The nave of the church is lined with red limestone pillars that were quarried just outside the town in the sixth century. One of them bears a figure of five holes in the form of a cross. I had difficulty taking this picture of the five-fingerhole cross because so many people continually crowd around it, trying to fit the fingers of one hand into the cruciform holes. No one knows who made these holes or how this custom began. But it illustrates the desire we all have to touch something of Jesus—if only the hem of His garment.
This is the reason for what Christians call the sacraments, which are ways of touching God and being touched by Him, of physically experiencing His presence. No sacraments are purely mental or mystical; all involve physical means, from the water of baptism to the bread and wine of the eucharist. In the words of André Dubus, “My belief in the sacrament of the eucharist is simple: without touch, God is a monologue, an idea, a philosophy.”

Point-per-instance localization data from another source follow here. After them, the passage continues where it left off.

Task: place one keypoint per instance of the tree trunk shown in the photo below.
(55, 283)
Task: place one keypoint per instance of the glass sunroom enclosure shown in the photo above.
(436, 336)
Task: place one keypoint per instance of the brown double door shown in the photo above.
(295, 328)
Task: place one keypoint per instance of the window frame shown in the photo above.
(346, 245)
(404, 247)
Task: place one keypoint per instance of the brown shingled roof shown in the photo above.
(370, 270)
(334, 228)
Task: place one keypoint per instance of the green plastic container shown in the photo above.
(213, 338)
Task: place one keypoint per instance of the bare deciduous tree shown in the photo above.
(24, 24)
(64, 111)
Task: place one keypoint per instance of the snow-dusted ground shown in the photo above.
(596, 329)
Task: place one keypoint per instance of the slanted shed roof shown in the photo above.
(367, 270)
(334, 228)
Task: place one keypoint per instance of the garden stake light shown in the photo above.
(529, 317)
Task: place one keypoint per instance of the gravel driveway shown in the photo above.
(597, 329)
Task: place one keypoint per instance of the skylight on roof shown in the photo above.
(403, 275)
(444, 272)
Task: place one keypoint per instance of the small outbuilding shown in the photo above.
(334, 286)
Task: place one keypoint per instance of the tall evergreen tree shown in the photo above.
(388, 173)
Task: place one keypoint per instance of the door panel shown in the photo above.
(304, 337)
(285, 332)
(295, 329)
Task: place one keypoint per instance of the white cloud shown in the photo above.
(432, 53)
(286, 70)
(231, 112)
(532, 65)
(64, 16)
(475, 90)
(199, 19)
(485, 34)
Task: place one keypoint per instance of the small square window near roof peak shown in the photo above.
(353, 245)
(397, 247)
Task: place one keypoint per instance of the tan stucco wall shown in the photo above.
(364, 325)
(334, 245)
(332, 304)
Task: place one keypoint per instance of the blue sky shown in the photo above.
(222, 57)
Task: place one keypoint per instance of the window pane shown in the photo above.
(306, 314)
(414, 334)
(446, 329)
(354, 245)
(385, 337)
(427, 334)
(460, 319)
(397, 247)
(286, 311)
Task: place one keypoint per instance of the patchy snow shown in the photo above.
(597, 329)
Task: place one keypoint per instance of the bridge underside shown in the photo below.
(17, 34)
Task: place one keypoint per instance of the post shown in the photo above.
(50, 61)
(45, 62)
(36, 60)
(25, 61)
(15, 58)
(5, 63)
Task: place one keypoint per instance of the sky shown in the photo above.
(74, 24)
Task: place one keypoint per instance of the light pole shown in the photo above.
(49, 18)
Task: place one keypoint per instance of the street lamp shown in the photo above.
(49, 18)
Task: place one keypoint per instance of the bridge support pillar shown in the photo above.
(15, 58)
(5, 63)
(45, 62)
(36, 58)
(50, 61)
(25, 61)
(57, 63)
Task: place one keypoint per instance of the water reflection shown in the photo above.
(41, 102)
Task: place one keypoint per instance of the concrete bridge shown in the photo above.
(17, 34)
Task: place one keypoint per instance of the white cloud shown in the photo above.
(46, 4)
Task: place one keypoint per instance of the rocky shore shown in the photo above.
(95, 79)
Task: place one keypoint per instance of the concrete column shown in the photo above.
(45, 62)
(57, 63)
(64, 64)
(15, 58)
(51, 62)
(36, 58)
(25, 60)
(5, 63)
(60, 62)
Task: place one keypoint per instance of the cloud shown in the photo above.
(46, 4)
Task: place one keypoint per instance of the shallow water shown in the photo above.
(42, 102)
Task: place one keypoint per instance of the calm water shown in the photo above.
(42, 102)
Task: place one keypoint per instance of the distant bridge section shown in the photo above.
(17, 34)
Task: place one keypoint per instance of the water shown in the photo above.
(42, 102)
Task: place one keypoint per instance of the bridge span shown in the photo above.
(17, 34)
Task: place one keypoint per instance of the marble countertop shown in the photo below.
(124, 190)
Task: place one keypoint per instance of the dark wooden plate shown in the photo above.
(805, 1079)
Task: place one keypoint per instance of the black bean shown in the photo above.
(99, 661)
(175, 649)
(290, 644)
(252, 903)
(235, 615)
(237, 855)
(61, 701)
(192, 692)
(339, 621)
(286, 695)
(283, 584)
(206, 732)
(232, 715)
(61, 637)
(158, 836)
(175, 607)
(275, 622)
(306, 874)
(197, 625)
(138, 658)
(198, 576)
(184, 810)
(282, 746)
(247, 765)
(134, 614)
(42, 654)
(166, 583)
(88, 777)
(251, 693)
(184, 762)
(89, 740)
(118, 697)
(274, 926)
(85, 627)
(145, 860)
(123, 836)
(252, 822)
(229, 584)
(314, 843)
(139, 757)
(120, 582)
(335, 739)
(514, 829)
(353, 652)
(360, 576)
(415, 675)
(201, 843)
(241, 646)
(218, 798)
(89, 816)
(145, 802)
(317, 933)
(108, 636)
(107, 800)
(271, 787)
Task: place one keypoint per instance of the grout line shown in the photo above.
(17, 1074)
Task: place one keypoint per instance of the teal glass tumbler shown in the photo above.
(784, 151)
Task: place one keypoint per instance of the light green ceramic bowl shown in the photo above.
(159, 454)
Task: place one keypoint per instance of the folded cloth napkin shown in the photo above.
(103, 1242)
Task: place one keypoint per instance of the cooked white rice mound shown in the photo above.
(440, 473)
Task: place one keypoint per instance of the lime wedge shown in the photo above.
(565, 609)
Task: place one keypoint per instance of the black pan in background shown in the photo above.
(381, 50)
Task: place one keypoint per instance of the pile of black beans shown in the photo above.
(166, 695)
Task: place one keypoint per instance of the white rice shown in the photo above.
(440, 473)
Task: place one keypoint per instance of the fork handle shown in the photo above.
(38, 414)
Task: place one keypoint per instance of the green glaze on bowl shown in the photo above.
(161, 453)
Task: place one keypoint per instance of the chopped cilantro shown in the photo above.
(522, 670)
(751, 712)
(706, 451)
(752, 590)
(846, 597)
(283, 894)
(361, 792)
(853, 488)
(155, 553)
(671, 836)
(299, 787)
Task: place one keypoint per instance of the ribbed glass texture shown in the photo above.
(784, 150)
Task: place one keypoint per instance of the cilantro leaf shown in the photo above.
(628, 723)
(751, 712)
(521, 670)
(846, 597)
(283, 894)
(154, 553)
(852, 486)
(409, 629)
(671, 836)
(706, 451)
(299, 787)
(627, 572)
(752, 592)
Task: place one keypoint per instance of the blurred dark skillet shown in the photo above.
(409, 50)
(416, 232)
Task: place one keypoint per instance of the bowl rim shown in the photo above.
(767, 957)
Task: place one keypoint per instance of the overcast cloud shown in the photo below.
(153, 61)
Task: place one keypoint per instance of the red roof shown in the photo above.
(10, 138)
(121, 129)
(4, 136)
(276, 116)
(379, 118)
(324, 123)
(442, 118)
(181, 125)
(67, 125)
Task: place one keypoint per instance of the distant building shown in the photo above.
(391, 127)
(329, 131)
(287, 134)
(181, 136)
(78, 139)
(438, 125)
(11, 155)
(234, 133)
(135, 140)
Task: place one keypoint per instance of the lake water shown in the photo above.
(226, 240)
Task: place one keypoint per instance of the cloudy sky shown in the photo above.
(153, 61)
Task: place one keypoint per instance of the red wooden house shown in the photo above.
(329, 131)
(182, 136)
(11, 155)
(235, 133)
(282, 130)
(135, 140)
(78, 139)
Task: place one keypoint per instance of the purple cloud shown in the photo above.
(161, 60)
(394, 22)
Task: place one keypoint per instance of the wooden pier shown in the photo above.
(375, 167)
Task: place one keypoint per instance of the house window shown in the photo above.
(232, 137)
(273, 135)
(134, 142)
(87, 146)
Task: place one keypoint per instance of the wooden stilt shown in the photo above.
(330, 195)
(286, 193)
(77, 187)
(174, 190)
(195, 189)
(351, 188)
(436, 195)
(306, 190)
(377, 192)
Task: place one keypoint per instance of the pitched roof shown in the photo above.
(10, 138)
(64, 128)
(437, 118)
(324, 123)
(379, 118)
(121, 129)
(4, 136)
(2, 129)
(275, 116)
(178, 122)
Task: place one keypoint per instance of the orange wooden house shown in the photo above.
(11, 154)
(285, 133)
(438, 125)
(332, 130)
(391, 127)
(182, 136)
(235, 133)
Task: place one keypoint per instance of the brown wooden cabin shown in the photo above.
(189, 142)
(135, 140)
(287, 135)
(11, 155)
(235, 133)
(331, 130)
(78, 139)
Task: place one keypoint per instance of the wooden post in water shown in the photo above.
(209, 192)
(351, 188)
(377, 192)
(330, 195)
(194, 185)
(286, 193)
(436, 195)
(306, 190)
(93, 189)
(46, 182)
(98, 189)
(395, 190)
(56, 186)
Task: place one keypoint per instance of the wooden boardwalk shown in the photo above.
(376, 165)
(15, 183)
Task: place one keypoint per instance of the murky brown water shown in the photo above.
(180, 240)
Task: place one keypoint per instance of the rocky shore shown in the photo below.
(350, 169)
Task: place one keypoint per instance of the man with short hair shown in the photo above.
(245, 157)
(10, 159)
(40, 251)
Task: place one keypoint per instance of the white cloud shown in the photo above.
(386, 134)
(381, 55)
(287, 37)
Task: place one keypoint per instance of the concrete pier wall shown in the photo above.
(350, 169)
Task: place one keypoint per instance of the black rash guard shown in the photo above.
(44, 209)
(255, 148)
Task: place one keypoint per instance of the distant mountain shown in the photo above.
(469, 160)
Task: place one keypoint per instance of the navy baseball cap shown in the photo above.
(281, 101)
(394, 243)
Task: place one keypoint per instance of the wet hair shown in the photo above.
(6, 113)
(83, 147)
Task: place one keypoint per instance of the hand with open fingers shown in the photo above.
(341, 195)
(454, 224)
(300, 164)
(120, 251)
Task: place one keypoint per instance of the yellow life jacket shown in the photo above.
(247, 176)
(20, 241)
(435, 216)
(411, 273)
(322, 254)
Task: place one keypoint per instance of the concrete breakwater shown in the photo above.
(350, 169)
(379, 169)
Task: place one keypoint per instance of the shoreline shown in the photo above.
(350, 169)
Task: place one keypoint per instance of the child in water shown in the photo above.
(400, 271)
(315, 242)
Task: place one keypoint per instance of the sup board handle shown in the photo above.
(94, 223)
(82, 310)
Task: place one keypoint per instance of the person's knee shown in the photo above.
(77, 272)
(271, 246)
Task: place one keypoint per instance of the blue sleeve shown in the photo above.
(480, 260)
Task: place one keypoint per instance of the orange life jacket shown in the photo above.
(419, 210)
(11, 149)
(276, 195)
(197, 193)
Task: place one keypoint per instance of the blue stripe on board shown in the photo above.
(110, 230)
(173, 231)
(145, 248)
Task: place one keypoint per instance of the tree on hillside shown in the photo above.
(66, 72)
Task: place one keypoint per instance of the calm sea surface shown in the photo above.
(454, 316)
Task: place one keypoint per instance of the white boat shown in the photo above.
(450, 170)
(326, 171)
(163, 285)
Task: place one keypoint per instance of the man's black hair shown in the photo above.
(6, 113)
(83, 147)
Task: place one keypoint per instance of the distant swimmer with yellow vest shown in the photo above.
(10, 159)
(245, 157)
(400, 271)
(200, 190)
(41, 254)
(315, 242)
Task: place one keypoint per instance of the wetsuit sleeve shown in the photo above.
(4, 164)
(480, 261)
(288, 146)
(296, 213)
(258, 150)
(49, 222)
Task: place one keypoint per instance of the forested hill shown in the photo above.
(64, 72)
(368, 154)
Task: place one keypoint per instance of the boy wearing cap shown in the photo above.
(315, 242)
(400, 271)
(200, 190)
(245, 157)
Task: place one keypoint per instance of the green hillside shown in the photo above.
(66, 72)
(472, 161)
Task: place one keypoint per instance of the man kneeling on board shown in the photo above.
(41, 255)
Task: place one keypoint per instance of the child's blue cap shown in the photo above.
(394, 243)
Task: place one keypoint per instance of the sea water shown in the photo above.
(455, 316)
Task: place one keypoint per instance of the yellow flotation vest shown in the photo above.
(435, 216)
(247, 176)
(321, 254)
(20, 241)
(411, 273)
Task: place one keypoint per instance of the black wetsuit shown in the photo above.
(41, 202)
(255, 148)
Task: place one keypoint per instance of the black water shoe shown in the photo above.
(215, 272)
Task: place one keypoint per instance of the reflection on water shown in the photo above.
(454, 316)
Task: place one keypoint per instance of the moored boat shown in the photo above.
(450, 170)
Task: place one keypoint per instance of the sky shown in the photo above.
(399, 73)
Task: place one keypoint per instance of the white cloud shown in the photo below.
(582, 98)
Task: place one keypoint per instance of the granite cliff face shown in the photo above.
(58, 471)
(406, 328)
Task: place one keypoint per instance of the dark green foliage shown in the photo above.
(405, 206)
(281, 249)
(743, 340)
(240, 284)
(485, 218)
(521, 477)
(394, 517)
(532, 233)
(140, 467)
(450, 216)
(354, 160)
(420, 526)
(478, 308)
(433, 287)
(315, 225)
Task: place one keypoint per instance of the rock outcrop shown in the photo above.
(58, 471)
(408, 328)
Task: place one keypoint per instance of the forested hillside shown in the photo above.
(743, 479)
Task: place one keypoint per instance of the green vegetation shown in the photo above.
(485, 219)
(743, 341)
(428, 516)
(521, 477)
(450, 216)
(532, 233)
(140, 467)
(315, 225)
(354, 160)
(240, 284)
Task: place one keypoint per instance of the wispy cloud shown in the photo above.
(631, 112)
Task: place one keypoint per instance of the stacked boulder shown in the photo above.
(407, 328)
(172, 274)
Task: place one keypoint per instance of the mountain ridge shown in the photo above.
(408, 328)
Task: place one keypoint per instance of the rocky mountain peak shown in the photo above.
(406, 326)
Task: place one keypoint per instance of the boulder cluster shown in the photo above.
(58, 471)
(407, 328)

Touching God, however, is not confined to the two formal Protestant sacraments, nor even to the seven recognized by the Roman Catholic church (Baptism, Holy Communion, Confirmation, Reconcilation, Marriage, Ordination, Anointing of the Sick). God has created a whole world brimming with vibrant physical sensations, and He gave us bodies with five keen and thirsty senses, in order that we might constantly interact with Him physically. The merely spiritual is not sufficient; if love is to be real, to be consummated, we need total bodily involvement.
One year in the week before Easter, I recall watching the magnolia tree in our backyard, marveling at the gradual eruption of enormous pink blossoms. Where did it come from, all this beauty and color and glory? It was as if I were seeing the emergence of flowers for the first time.
Another year I awoke on Easter morning to a dream of being by the seashore, where all of nature looked so wonderfully pure, so obviously created by the good and loving God. That dream stayed with me for weeks afterwards; indeed I recall it to this day. So simple, yet its beauty and purity continue to flow into my waking life and my prayers, propelling my spirit to praise. My Easter gift!
Touch, sight, hearing, smell, taste: the five senses. And Jesus bore five wounds, reflected in the five holes of the Bethlehem cross. Like the Apostle Thomas, pilgrims to the Church of the Nativity desire to touch these wounds, to place their fingers in the holes of Jesus’ hands and feet and side—not because we doubt that Christ is truly risen, for this was not Thomas’s basic problem. Rather, I suspect Thomas had trouble believing that the risen Christ was a real man with flesh and blood, and more than that, real wounds. For we too are wounded, and it amazes us that God Himself might share our woundedness, that He might have a real body capable of being pierced, susceptible to bleeding and dying.
Here we enter into an order of mystery that cannot simply be formulated into theology. It has to be physically touched. Here is the meeting place of heaven and earth. “Taste and see that the Lord is good” (Ps 34:8).
Put your finger here; see My hands. Reach out your hand and put it into My side. Stop doubting and believe! ~John 20:27
(The above is a modified version of Chapter 50 in my book Jesus: His Story In Stone.)